The telecommunication and other services sectors have contributed 8.7 percent to Nigeria’s Gross Domestic Product, GDP in 2015, with the country’s main economic stay, oil, accounting for 6.4 percent. Dr. Doyin Salami, a lecturer at Lagos Business School, LBS, who was a keynote speaker at the unveiling of Fleet Technology Limited’s name change to Vatebra Technology, in a paper titled; “Beyond Now, A Nigeria without Oil: Prospects For Technology and Innovation”, in Lagos, said the telecommunications sector grew Nigeria’s GDP by 8.7 percent in 2015, generating spillovers with uptakes in financial transactions technology and payments systems, E-commerce facilitation and proliferation of transport services, while making the offerings of the burgeoning entertainment industry ubiquitous, and indeed all services offerings that can be digitalized.

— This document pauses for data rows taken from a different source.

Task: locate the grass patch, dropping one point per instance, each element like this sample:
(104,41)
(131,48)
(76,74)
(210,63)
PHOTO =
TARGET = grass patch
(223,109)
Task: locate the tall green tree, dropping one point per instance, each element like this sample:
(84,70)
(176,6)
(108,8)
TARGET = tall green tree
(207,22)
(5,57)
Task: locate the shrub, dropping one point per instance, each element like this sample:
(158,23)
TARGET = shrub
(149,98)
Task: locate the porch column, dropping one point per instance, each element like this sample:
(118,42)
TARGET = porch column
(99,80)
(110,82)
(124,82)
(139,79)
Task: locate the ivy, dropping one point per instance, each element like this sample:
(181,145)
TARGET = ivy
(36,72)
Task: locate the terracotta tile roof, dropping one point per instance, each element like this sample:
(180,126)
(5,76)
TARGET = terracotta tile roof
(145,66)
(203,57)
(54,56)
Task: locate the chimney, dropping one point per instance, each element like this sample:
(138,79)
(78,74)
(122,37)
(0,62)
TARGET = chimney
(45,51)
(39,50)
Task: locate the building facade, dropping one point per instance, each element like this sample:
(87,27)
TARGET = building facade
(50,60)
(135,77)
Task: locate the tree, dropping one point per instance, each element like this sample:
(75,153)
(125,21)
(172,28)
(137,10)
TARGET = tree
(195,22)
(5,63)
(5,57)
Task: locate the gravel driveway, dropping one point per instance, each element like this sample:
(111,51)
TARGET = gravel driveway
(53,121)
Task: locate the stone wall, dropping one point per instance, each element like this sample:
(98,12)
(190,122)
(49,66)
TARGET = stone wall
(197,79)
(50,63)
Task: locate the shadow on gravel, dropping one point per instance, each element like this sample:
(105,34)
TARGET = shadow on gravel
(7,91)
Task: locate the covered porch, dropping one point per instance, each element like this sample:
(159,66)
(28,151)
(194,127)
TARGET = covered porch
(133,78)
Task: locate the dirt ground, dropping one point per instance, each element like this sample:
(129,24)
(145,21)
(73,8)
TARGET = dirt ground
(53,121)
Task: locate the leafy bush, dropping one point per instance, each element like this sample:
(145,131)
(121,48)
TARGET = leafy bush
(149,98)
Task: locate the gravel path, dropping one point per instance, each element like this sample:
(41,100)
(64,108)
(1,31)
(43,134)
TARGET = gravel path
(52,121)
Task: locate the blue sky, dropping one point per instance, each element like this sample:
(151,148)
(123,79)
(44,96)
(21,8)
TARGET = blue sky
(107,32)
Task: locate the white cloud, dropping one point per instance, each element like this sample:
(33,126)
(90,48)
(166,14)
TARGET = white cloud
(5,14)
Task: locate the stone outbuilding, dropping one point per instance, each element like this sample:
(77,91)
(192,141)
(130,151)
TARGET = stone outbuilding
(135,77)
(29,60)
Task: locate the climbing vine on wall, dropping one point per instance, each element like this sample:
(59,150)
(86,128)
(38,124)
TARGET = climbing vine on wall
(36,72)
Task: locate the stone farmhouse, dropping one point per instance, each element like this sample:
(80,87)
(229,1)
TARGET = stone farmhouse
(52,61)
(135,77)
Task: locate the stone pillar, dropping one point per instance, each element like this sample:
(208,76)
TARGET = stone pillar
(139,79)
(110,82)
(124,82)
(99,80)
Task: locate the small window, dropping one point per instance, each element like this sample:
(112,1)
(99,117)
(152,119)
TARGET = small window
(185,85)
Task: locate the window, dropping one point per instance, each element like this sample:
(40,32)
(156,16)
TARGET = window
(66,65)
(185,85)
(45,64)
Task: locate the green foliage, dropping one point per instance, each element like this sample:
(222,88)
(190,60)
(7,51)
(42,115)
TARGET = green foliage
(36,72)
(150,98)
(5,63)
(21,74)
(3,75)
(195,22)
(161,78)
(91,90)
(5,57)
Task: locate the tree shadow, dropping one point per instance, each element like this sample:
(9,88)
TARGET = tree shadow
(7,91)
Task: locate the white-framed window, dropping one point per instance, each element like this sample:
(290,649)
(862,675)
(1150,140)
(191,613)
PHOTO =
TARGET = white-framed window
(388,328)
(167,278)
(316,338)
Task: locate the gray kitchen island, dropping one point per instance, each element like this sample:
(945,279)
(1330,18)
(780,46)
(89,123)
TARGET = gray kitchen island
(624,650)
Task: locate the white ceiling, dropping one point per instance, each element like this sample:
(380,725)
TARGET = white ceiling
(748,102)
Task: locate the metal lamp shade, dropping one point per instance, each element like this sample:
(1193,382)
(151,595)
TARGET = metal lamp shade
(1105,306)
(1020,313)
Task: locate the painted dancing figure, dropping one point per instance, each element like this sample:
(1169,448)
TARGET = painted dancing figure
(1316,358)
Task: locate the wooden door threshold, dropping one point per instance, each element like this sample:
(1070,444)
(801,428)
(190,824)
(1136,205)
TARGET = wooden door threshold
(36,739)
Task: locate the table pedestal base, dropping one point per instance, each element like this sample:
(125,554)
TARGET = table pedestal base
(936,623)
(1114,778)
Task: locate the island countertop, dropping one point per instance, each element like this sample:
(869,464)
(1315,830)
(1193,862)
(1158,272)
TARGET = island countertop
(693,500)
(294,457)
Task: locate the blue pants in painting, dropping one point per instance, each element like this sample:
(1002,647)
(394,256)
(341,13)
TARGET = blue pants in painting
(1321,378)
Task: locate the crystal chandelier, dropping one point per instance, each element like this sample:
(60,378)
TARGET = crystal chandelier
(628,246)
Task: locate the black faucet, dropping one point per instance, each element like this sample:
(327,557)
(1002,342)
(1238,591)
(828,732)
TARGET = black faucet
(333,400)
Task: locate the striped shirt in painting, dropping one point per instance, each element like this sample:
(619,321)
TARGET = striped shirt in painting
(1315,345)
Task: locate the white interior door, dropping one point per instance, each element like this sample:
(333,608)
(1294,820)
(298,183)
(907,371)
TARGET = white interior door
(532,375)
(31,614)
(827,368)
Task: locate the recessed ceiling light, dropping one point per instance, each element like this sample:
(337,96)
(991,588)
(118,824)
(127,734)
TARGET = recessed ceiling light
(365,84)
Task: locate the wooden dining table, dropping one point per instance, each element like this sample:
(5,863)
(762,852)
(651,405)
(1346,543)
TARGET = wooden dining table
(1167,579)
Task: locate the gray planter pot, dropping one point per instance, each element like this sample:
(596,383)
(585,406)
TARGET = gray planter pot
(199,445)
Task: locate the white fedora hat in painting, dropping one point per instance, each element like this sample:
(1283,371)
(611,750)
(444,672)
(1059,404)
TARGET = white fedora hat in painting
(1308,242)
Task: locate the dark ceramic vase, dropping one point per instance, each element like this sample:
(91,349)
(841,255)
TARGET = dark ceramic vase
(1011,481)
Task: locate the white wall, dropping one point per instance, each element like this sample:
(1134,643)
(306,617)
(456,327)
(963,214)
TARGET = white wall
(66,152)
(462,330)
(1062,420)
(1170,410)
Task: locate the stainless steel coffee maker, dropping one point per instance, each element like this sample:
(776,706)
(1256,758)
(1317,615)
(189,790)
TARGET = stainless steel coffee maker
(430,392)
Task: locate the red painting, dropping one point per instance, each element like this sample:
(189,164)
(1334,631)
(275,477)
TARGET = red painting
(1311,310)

Salami noted that Nigeria’s economy has systematically and strategically diversified along the line of technology and other services sector without Nigerians, noticing, stressing that Nigeria’s major economy main stay, oil, accounted for only 6.4 percent of its GDP, not in terms of the country’s fiscal and external balances. He stated that the drop in oil GDP was occasioned by the drop in world oil price, which invariably affected the country’s economic growth pattern.
He went on to say that in 2015, oil accounted for 71 percent of the country’s export earnings against 54 percent in 2014 which accounted for government’s revenue. “Given the role of fiscal and foreign exchange earnings in lubricating activity and exchange in the non-oil sector, these weaknesses remained critical,” he noted.